As astonishing as all this was, it soon became the norm for on-field reporting, and I think we've all grown accustomed to it since. But what I saw Saturday night during the Penguins-Red Wings game made me realize that this inside-the-huddle immersion has crossed the line.

Between a face-off during the hockey game, NBC on-ice reporter Pierre Maguire actually had the nerve to step over from his private booth at center ice onto the Detroit bench and ask coach Mike Babcock about a play that had just transpired. I don't remember the specifics of the exchange, but it doesn't really matter. It's just that the mere timing of his question—on Detroit's bench before the next face-off—really shocked me and made me realize that this style of reporting has gone to the next level—from intimate to invasive.

This simple act got me thinking "what's next?" Erin Andrews chasing Jim Tressel into Ohio State's locker room, pushing past security and unrelenting before the dismissive Tressel answers her question about why he continues to call predictable plays?
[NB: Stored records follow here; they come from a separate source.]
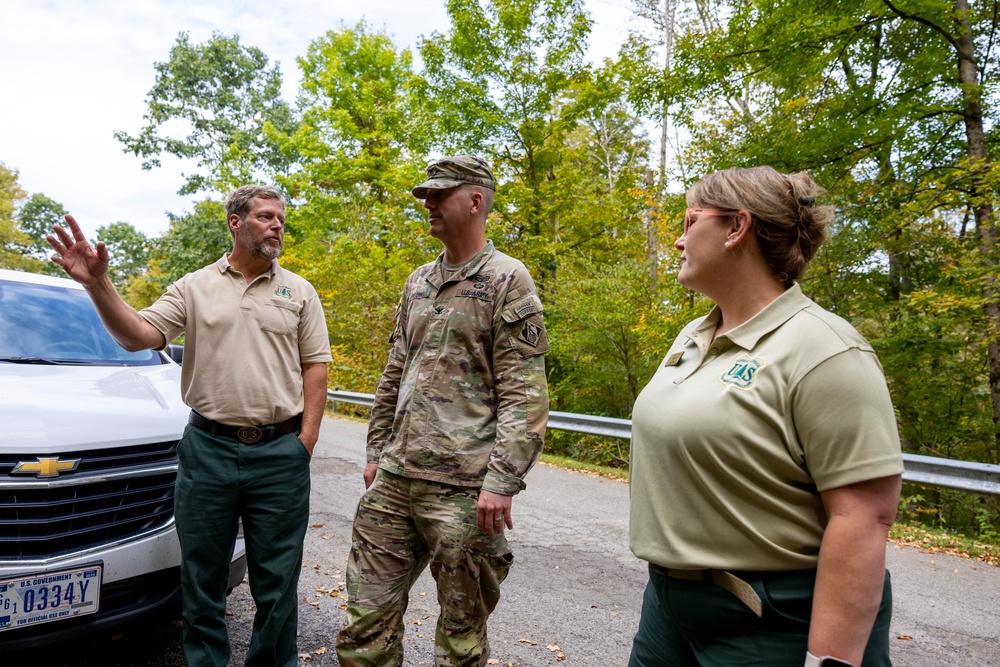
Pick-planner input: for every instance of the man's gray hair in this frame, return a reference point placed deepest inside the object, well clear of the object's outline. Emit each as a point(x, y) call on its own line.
point(239, 200)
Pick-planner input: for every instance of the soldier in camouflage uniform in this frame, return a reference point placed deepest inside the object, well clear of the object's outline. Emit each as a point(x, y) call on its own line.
point(458, 420)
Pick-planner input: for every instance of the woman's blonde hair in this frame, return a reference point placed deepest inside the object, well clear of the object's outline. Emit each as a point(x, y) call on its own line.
point(788, 224)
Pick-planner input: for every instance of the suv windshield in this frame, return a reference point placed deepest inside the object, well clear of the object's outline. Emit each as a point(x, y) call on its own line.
point(48, 324)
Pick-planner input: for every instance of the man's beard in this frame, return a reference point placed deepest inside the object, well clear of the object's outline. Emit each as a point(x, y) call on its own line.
point(260, 249)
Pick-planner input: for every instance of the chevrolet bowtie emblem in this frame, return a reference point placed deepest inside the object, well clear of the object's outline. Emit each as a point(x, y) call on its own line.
point(45, 467)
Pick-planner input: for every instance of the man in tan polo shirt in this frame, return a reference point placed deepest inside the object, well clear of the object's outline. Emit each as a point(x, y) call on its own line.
point(254, 374)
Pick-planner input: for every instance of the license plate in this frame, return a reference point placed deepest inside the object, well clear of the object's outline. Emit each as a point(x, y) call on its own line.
point(49, 596)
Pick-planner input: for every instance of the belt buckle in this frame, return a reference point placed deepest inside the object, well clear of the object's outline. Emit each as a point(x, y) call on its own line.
point(248, 435)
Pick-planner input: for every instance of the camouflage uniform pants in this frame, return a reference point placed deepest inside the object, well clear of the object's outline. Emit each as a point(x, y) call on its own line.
point(401, 525)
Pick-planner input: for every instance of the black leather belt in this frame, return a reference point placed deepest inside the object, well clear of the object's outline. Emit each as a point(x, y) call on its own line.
point(248, 435)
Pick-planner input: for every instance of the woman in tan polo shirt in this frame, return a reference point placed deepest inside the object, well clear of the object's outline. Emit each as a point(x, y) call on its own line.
point(765, 460)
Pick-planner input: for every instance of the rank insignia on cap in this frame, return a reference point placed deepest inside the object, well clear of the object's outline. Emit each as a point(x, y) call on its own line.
point(530, 333)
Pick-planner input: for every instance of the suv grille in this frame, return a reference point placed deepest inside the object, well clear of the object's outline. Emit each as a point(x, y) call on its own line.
point(44, 519)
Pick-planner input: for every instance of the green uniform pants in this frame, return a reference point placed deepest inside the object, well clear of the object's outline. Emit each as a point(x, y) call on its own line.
point(401, 525)
point(219, 481)
point(698, 624)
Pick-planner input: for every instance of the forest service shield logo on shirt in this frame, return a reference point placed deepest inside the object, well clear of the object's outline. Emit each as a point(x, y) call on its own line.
point(743, 372)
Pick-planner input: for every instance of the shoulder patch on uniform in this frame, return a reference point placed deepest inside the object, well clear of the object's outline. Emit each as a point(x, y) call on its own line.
point(530, 333)
point(743, 372)
point(527, 305)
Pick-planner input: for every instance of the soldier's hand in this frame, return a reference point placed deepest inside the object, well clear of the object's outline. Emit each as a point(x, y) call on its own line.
point(76, 256)
point(493, 512)
point(369, 474)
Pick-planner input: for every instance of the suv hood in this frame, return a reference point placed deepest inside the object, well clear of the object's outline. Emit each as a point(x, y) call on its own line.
point(62, 408)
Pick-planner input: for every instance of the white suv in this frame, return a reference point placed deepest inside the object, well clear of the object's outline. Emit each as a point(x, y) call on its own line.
point(88, 459)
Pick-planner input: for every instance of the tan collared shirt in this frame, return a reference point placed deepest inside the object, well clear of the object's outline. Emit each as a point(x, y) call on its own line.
point(244, 345)
point(733, 439)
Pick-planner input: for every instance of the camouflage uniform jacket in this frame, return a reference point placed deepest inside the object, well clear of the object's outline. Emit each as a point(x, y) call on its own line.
point(464, 399)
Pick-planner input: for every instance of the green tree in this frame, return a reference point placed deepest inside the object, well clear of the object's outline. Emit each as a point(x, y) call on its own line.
point(194, 240)
point(357, 232)
point(227, 97)
point(500, 79)
point(36, 219)
point(128, 249)
point(15, 245)
point(890, 104)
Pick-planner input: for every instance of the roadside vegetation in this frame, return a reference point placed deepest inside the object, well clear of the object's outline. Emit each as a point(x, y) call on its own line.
point(891, 105)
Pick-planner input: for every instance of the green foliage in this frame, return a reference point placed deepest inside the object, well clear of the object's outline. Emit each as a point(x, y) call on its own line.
point(228, 100)
point(18, 248)
point(128, 249)
point(36, 218)
point(890, 105)
point(193, 240)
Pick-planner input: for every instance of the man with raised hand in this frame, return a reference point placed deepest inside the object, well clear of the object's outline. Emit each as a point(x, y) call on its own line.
point(254, 374)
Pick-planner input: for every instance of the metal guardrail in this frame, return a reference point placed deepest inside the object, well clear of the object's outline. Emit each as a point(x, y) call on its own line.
point(928, 470)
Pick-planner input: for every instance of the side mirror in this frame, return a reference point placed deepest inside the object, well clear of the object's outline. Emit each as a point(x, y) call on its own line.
point(176, 352)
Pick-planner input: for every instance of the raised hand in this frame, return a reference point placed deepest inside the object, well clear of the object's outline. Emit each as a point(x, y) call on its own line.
point(81, 261)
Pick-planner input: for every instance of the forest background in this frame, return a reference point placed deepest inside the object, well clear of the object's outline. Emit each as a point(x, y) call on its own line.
point(891, 105)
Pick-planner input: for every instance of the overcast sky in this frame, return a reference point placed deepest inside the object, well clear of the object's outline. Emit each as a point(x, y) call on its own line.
point(72, 72)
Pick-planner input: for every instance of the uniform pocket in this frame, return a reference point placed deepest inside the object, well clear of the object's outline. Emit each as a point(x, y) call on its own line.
point(279, 316)
point(488, 561)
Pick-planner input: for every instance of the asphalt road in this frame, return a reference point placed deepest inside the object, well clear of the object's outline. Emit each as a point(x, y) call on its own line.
point(573, 596)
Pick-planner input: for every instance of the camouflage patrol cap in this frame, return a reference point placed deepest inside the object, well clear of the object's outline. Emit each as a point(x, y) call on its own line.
point(450, 172)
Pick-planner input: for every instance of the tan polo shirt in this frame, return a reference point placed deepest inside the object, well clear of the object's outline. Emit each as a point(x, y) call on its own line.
point(732, 440)
point(244, 345)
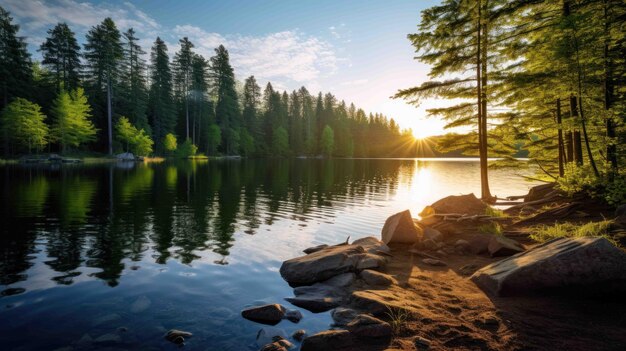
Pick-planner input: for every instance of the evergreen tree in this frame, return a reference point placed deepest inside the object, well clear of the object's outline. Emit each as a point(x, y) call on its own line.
point(227, 107)
point(61, 55)
point(15, 67)
point(161, 105)
point(23, 126)
point(104, 53)
point(71, 126)
point(134, 92)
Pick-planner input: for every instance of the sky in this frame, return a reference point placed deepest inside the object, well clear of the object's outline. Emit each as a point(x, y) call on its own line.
point(357, 50)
Or Maguire in Detroit's locker room, pounding on the bathroom door for Babcock to come out and tell him what his strategy for overtime is?

"It took me a while to pry the bathroom door open on Mike Babcock, but Detroit will definitely be switching things up for the overtime period," he would say shortly thereafter. "Expect a conservative trap formation where the left winger forces the play. Just watch."

Exaggeration aside, it seems like it's only a matter of time before these walls are completely broken down and we have full transparency that borders on flat-out spying.


2 comments:

holtzab said...

I remember this interview with Babcock as well, and even though I've seen it in hockey games throughout the year, this one struck me as particularly invasive. It wasn't even intermission. This was when Babcock needed to be coaching.

Do they do this in baseball? That seems like a sport where they really could have someone in the dugout because it requires much less attention to what is going on on the field than, say, hockey or football.

It's all about pushing the limits on increasing the access fans are given. The LPGA has suggested they may have players twitter during rounds.

I have mixed feelings about this. Part of me feels you should leave coaches alone to let them do their jobs. The other part of me says that part of their job, as men played to coach other men playing a game, is to give me better access. The real problem I have is that if they dare say what they are actually thinking (we're getting our asses kicked, that was a cheap shot, the refs sucks, you're annoying me) they'd be chastised.

Ken said...

Yeah, at what point will coaches not be able to restrain themselves live on national TV?

Maybe all this is something we'll eventually adjust to, but right now it just seems wrong.